Hinz&Kunzt: Und das hat Ihnen so viel Spaß gemacht, dass Sie gleich im Hotel geblieben sind? [BILD=#udo_intervie][/BILD]
Udo: Nur ein Jahr, ich wollte Schiffssteward werden, und da muss man erst ’ne Kellnerlehre machen. Dann kam das mit der Musik dazwischen. Ich wurde Trommler, und dann bist du mal einen Monat hier, drei Monate da, mal in dieser und mal in jener Stadt. Ich war auch in London und New York, und da habe ich mir nicht gleich eine Wohnung genommen, sondern ein kleines Boarding House, mit Hotelservice. Und dann hab ich gedacht, wenn ich mal nach Berlin gehe oder Hamburg, dann lebe ich nur noch im Hotel. Das ist praktisch, da ist immer ordentlich was los. Und immer Party. Da triffst du jede Menge Leute. An der Bar oder in der Lobby, und hast viele Begegnungen. Ins Hotel kommen alle: eure Leute, Politniks, Professoren, Wissenschaft, Kultur und Ganoven. Und ich kann mich dort gut konzentrieren: Ich schreib da meine Texte und muss mich nicht so um Wohnungssachen und Haushaltskram kümmern. Da gibt es ja diesen berühmten Spruch: „Hätte Bach seinen Müll persönlich runtertragen müssen, hätte er so manche Kantate nicht geschrieben.“
Hinz&Kunzt: Was Hinz&Kunzt besonders gefällt, ist der Refrain beim Stück „Hinterm Horizont gehts weiter.“ Das Lied hat etwas sehr Tröstliches und deshalb haben wir es als Motto für unseren 15. Geburtstag gewählt.

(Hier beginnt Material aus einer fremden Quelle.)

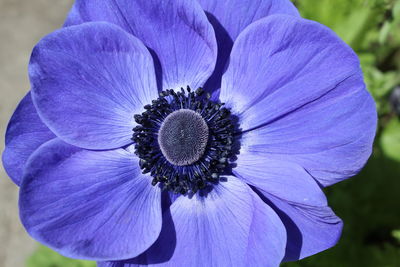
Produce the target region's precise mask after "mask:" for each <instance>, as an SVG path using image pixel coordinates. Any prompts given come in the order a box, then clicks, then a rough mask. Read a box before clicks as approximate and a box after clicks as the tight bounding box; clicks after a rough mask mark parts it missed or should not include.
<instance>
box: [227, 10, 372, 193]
mask: <svg viewBox="0 0 400 267" xmlns="http://www.w3.org/2000/svg"><path fill="white" fill-rule="evenodd" d="M243 73H245V74H246V75H243ZM221 101H223V102H226V103H227V105H228V106H230V107H232V110H233V112H234V113H235V114H237V115H238V116H239V120H240V127H241V128H242V130H243V132H244V134H243V139H242V148H243V149H245V150H247V151H251V152H255V153H266V154H267V155H268V156H269V157H271V158H274V159H279V160H283V161H292V162H295V163H297V164H299V165H300V166H302V167H304V168H305V169H306V170H307V172H309V173H310V174H311V175H312V176H313V177H314V178H316V179H317V180H318V181H319V182H320V183H321V184H323V185H324V186H327V185H331V184H333V183H335V182H338V181H340V180H343V179H345V178H348V177H350V176H352V175H354V174H356V173H357V172H358V171H359V170H360V169H361V168H362V166H363V165H364V164H365V162H366V160H367V159H368V157H369V155H370V153H371V149H372V142H373V138H374V135H375V128H376V110H375V105H374V102H373V100H372V98H371V96H370V95H369V94H368V92H367V91H366V90H365V85H364V83H363V78H362V72H361V70H360V67H359V61H358V59H357V56H356V55H355V54H354V52H353V51H352V50H351V49H350V48H349V47H348V46H347V45H345V44H344V43H343V42H342V41H341V40H340V39H339V38H338V37H337V36H336V35H335V34H334V33H333V32H332V31H331V30H329V29H328V28H326V27H324V26H321V25H320V24H318V23H315V22H311V21H307V20H303V19H299V18H294V17H291V16H283V15H276V16H270V17H268V18H266V19H262V20H260V21H258V22H256V23H254V24H253V25H251V26H250V27H248V28H247V29H246V30H245V31H244V32H243V33H242V34H241V35H240V36H239V38H238V40H237V42H236V43H235V45H234V48H233V51H232V55H231V61H230V65H229V68H228V70H227V72H226V73H225V75H224V77H223V87H222V89H221Z"/></svg>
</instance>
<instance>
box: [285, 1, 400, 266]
mask: <svg viewBox="0 0 400 267" xmlns="http://www.w3.org/2000/svg"><path fill="white" fill-rule="evenodd" d="M295 2H297V3H296V4H297V6H298V7H299V10H300V12H301V14H302V16H303V17H306V18H309V19H313V20H316V21H319V22H321V23H323V24H325V25H327V26H329V27H330V28H331V29H333V30H334V31H335V32H336V33H337V34H338V35H339V36H340V37H341V38H342V39H344V40H345V41H346V43H348V44H349V45H351V46H352V48H353V49H354V50H355V51H356V52H357V54H358V55H359V57H360V62H361V66H362V69H363V72H364V78H365V83H366V86H367V89H368V90H369V91H370V92H371V94H372V96H373V97H374V99H375V102H376V106H377V109H378V116H379V125H378V129H377V130H378V133H377V137H376V140H375V147H374V154H373V156H372V157H371V159H370V160H369V162H368V164H367V165H366V167H365V168H364V170H363V171H362V172H361V173H360V174H359V175H357V176H356V177H354V178H352V179H349V180H347V181H343V182H341V183H339V184H337V185H335V186H333V187H330V188H327V189H326V190H325V191H326V194H327V195H328V199H329V201H330V205H331V206H332V208H333V209H334V210H335V211H336V212H337V215H338V216H339V217H341V218H342V219H343V221H344V229H343V235H342V238H341V240H340V242H339V244H338V245H336V246H335V247H334V248H332V249H329V250H327V251H324V252H321V253H319V254H317V255H314V256H312V257H309V258H306V259H304V260H301V261H298V262H292V263H285V264H283V266H284V267H298V266H302V267H303V266H304V267H314V266H318V267H325V266H326V267H331V266H332V267H334V266H341V267H342V266H343V267H347V266H349V267H350V266H363V267H364V266H365V267H375V266H378V267H381V266H382V267H397V266H400V229H399V227H400V208H399V204H400V191H399V190H400V121H399V118H398V115H396V114H395V113H394V111H393V109H392V107H391V106H390V103H389V101H388V98H389V95H390V93H391V92H392V90H393V89H394V88H395V87H396V86H399V85H400V0H319V1H315V0H299V1H295Z"/></svg>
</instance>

Udo: Ja, es gibt Sachen, die man nicht sieht, aber die dennoch da sind, denn hinter dem Horizont geht es ja auch weiter. Und wie es weitergeht, kommt ja auch ein bisschen auf einen selber an. Darauf, welche Weichen man stellt. Das kann sich auf alles Mögliche beziehen, die nächste Stadt, das nächste Abenteuer, die nächste Stufe deines Lebens, Hermann-Hesse-mäßig gesehen oder eben auch auf das Leben nach dem Tod. Ich glaube, dass es weitergeht, und ich will es auch glauben. Sonst ist es so finster, und das mag ich nicht. Ich habe den Eindruck, dass in besonders harten Situationen ein Zeichen kommt, das mir sagt: Keine Panik, Alter, es geht prima weiter, hinterm Horizont. Die Party geht weiter!
Hinz&Kunzt: Und was machen Sie in harten Situationen?
Udo: Wichtig ist, sich Freundschaften aufzubauen. Das ist wichtiger als eine Liebesbeziehung. Wenn der Himmel voller Geigen hängt, ist es natürlich auch schön, aber so eine Liebe ist meistens ein bisschen brüchig und kann auch schnell wieder zu Ende sein. Aber eine Freundschaft ist ein Fundament, das ist so stabil, das bleibt dir immer. In harten Zeiten Freunde zu haben und auch in guten ist wichtig.
Hinz&Kunzt: Haben Sie viele Freunde?
Udo: Ja, ich habe Freunde, von denen ich weiß, egal, was passiert, wenn ich sie anrufe, egal wo sie sind, wenn ich die jetzt echt brauche, dann kommen sie. Und ich bin auch so einer. Wenn mich jetzt ein Kumpel anruft, aus London, und sagt: „Ich brauch dich jetzt hier“, dann bin ich auch da. Besonders wichtig ist das, wenn die Leute in Grenz-bereichen leben, in speziellen Situationen, so wie viele von euren Verkäufern.